Under the facts in this case, absent section 10(e), it would be 'tempting to consider this evidence ourselves or to deny the motion to remand and express our concerns about the NLRB’s decision even without reference to this new evidence. However, in light of the importance of this newly discovered evidence and in light of the restrictions on judicial review of new evidence set out in section 10(e), it is appropriate for us to remand to the Board to consider this new evidence.

The hospitals have met the requirements for a remand under section 10(e). The hospitals, through their motion, have properly sought leave from this court to remand to consider the additional evidence. In noting that this new evidence was all discovered after briefs and the joint appendix in these appeals had been filed, the hospitals have shown that there were “reasonable grounds for failure to adduce such evidence” before the Board, since this evidence was not in existence at the time of the Board’s hearings or rulings.

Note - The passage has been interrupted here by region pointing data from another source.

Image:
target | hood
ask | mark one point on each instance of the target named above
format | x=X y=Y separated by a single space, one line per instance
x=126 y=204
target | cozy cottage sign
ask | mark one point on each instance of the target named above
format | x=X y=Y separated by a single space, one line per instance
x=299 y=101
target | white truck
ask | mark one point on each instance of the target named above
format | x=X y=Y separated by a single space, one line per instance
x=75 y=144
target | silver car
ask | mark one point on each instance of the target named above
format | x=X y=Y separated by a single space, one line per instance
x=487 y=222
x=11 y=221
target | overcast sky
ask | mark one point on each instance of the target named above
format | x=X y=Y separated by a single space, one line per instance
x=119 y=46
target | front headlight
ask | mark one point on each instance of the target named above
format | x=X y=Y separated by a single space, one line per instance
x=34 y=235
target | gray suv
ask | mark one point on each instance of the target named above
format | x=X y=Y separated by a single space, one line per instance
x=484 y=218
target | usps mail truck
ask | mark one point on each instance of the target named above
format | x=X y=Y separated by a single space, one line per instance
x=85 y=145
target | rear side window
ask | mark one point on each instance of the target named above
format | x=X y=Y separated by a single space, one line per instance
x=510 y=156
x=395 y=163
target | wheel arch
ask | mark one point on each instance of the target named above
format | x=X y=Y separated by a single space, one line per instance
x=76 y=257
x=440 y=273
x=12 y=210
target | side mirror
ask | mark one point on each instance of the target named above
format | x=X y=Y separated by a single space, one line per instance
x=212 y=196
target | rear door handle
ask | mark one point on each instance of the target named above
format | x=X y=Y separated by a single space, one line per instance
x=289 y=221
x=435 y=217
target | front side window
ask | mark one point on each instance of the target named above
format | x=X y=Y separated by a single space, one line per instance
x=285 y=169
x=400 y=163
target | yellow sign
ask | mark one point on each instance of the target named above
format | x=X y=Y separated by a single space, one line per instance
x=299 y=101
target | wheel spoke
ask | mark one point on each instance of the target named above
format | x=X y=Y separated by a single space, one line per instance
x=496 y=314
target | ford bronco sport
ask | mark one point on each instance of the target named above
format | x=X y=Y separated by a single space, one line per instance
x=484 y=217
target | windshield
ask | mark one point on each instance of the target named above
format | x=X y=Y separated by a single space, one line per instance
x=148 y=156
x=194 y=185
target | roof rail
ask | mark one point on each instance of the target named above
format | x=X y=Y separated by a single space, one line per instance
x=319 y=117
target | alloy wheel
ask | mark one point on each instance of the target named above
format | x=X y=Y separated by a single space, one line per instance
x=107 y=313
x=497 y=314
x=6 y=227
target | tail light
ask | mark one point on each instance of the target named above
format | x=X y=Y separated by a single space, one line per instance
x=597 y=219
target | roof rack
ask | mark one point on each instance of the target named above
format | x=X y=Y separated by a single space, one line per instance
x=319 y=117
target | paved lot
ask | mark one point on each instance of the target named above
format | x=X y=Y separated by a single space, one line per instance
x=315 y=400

In addition, the evidence is clearly material. The order indicating that the Regional Director removed the “parking officials” from the unit is material in that it shows that in fact there were non-guards in the DMC unit and shows that at some point, MAP — the party who moved for the unit clarification — acknowledged that there were non-guards in the DMC unit since the time of the hospital units’ certifications. The evidence that .a MAP official stated that members of the DMC unit are members of MAP is material to MAP’s beliefs about who in fact are members of its units and when it begins representing a unit. Since we cannot consider this newly discovered evidence on our own and since the hospitals have met their burden of showing why these appeals should be remanded under section 10(e), we remand to the NLRB for consideration of this newly discovered evidence.

III.

For the reasons set out above, we AFFIRM the NLRB’s finding that MAP is not disqualified based on its representation of non-guards in the public sector. However, we REMAND to the Board to consider the newly discovered evidence proffered by the hospitals and to reconsider its ruling that MAP is not disqualified based on the inclusion, at the time of the certification of MAP as the representative for the hospital units, of non-guards in the DMC unit. 
      
      . The pertinent testimony at the St. Mary Hospital proceeding is as follows:
      Q. Okay, when you're certified, when you have an election and you win an election in the private sector, my understanding is that those people that you now represent, they are members of MAP who you then represent?
      A. Yes, sir.
      Q. Okay. I think you indicated you’re negotiating at Detroit Receiving [DMC]?
      Q. I believe that’s one of the hospitals that they are at the table.
      A. Okay. And the unit that you were certified for, the people in that unit, they are members of MAP?
      A. Correct.
     
      
      . We note that the Regional Director’s finding that DMC’s "parking officers” are not guards and the NLRB's deletion of them from the unit does not render this argument on appeal moot. This matter involves an NLRB application for enforcement of its orders to bargain and a challenge to that application. Since the hospitals are challenging the certification at the time that the certification order was issued, the question is whether the Board could certify this union as the representative of the hospitals' guard units at the time that it ordered the certifications. If we found the new evidence rendered the "parking officer” issue moot, the hospitals would have refused to bargain with the guard units based on a reasonable argument about MAP's disqualification, and then be judged to have unlawfully refused to bargain because of a subsequent NLRB clarification order.